We will carefully proofread our submission in the revision.

审稿人评论

Thanks for the response. My concerns are well-addressed. I suggest the authors mention the point about generality and differences in zero vs low representations in the revised paper. I am updating my score accordingly.

作者评论

Thank you very much for reconsidering the score and for the helpful suggestions. As recommended, we will discuss the point regarding generality and the distinctions between zero and low representations in the revised manuscript.

最终决定

This paper studies Low-Dimension-to-High-Dimension (LDHD) generalization for Boolean functions using different architectures, under inductive bias. Based on the insights, the authors propose a position encoding method, called RPE-Square to facilitate LDHD generalization. They perform experiments on LLMs with transformer architectures and show promising results on simple Math tasks.

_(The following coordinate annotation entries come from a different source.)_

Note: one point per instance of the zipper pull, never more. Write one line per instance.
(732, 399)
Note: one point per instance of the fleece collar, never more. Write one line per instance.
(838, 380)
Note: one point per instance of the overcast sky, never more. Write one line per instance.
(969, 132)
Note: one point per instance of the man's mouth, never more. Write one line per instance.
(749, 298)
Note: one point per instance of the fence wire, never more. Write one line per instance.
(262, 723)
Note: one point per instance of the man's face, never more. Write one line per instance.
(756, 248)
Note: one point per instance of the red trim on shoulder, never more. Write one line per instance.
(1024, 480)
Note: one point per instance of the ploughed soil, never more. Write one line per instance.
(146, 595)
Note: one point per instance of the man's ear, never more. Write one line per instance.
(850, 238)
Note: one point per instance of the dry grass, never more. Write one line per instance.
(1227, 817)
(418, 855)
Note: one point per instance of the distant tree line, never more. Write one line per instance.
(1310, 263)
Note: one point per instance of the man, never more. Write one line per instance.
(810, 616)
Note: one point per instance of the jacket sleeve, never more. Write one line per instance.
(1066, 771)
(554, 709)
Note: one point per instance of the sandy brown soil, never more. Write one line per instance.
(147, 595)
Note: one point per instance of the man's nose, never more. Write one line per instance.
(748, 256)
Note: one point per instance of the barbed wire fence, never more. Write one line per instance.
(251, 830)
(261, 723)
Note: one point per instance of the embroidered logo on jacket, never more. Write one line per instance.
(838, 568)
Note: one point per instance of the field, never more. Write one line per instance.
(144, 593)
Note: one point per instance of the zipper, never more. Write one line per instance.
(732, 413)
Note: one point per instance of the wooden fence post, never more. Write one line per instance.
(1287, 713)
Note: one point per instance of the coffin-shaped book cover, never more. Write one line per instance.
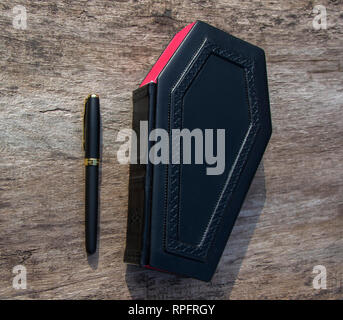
(180, 215)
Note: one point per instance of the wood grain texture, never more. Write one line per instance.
(292, 218)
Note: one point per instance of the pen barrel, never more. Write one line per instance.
(92, 155)
(92, 202)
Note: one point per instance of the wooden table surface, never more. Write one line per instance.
(292, 218)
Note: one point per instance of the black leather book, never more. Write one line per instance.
(180, 215)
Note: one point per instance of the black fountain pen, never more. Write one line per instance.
(91, 145)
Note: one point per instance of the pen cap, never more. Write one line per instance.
(92, 127)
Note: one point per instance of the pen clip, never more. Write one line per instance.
(84, 122)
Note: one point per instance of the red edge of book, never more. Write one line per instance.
(159, 66)
(166, 55)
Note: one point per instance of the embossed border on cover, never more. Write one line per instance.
(172, 243)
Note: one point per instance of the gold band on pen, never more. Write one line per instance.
(91, 161)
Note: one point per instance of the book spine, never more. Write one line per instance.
(138, 219)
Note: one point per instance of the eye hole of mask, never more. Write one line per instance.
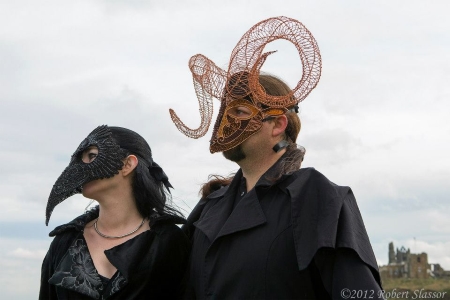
(241, 110)
(89, 154)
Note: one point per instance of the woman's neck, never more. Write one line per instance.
(118, 212)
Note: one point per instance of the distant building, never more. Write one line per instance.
(404, 264)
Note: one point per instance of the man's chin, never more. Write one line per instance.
(234, 154)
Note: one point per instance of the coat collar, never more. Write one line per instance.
(221, 219)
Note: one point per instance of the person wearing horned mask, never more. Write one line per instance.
(273, 230)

The reviewers have raised two main concerns -- lack of readability and limited experimental evaluation. The authors have addressed both these issues by providing explanations in the rebuttal (some reviewers have acknowledged that they now have a better understanding of the results) and providing additional experimental results. If these improvements are included in the final version of the paper, the paper makes solid contributions.